続くこれらのカット群については、上の例とは異なり画面上はオブジェなどで分断されてなくとも、前景に積まれた本・切り返しのショットにより前景に大きく映る花瓶によって、もはや見る者からの視線を執拗に”遮る”ように障害物が置かれます。

見る者に、画面中央〜奥で話している2人の父と、手前のオブジェクトとを交互に視線を行き来させ、まるで我々が画面の一点を「注視することを妨げる」ようなレイアウト群です。

殊、この2話においてはアニスフィアとユフィリアを、それぞれの父が「どう見ているか」という視線、ひいては「親の視点」に重きを置くドラマだった事を踏まえれば、その演出の数々にもやはり相応の意味があったとすら思えます。

ユフィリアがアルガルドから一方的な婚約破棄を言い渡された事を知り、政略結婚が白紙となった今、グランツがユフィリアを叱責するかの如く”今後の振る舞い”について問い詰めかけるシーンでは、画面中央に立つオルファンスがオブジェとなり、画面を上手・下手の2つに分裂させ、両者の分断を徹底的なものとして描き出します。

画面上手に注目すると、ユフィリアの頭部は二重フレームで絵画の額縁内に収まり、更にロウソクによって、彼女は完全に画面の端に閉じ込められます。全体的に画面中のオブジェクトの密度が高く散乱したレイアウトになっているのも、視線を分散させることの一助となっています。

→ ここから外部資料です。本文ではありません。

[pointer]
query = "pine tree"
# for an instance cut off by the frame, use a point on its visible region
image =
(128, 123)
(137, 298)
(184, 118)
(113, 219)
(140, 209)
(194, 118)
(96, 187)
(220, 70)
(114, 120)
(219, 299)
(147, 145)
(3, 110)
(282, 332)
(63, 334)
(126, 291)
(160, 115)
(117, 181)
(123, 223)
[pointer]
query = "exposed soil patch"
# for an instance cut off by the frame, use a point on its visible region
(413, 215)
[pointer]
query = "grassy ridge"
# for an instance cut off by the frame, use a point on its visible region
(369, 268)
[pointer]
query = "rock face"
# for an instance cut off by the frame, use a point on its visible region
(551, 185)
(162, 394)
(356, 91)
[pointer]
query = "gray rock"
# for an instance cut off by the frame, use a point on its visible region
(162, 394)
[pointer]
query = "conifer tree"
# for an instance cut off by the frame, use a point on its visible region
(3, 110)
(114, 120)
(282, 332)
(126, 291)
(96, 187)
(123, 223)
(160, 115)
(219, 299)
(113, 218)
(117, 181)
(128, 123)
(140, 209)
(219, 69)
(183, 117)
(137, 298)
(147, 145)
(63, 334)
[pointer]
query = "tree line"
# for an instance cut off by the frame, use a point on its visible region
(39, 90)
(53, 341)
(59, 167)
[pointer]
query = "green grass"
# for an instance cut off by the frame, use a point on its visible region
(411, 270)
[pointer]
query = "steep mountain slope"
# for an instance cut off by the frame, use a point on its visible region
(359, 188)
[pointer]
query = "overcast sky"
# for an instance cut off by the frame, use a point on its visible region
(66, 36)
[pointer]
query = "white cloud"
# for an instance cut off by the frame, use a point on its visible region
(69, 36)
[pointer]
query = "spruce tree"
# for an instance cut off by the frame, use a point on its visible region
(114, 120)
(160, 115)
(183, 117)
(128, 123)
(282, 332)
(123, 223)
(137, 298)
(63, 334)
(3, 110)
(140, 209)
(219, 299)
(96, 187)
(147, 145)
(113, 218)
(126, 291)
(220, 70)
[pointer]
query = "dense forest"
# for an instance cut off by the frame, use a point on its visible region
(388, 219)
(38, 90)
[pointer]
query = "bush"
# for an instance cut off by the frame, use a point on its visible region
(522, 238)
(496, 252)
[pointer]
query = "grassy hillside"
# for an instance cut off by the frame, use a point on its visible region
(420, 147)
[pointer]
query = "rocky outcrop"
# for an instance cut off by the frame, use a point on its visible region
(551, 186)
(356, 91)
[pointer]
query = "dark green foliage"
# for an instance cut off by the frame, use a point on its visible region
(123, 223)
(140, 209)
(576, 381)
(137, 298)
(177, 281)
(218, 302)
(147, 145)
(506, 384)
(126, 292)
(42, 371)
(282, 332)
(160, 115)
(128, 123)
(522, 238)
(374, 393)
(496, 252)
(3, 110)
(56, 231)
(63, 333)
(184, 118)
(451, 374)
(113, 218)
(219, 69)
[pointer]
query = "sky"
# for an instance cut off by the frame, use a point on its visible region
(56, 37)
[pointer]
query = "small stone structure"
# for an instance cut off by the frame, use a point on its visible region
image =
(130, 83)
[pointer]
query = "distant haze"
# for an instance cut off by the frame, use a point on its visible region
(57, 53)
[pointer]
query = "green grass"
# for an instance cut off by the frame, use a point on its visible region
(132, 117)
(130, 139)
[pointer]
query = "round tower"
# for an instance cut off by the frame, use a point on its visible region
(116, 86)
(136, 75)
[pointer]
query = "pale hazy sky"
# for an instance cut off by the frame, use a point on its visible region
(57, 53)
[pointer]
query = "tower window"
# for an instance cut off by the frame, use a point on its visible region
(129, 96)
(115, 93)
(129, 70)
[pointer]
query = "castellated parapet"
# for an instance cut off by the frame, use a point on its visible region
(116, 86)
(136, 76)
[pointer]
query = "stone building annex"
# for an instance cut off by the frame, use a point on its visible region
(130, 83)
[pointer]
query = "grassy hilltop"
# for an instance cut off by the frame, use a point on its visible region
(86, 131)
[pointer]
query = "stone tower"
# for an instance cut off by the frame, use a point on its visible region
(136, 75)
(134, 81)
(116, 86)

だからこそ、公爵家としての役割を果たす事に注視するあまり、図らずも我が娘に負担をかけさせていた事を詫びる一連のシーンにも、相応の意図を感じずにはいられません。

ここでもやはり、両者を分断するオブジェクト=ロウソクが中央に配置されるのは、まだ拭いきれない微妙な関係性を語るように、見る者の視線を分散させる画です。

このカットに限らず、この部屋の壁には多くの「絵画」が配置されており、まるでそれらが「定まらない視線を煽る」よう訴えかけているとすら思えます。

続くグランツがユフィリアの本心を知り、公爵家当主としてではなく、あくまで父として我が娘と向き合うシーン。上で挙げたような「オブジェクトが多く、散乱とした引きのカット群」とは対照的に、ここでは「被写界深度が浅めの寄りのカット」で捉えている点は見逃せません。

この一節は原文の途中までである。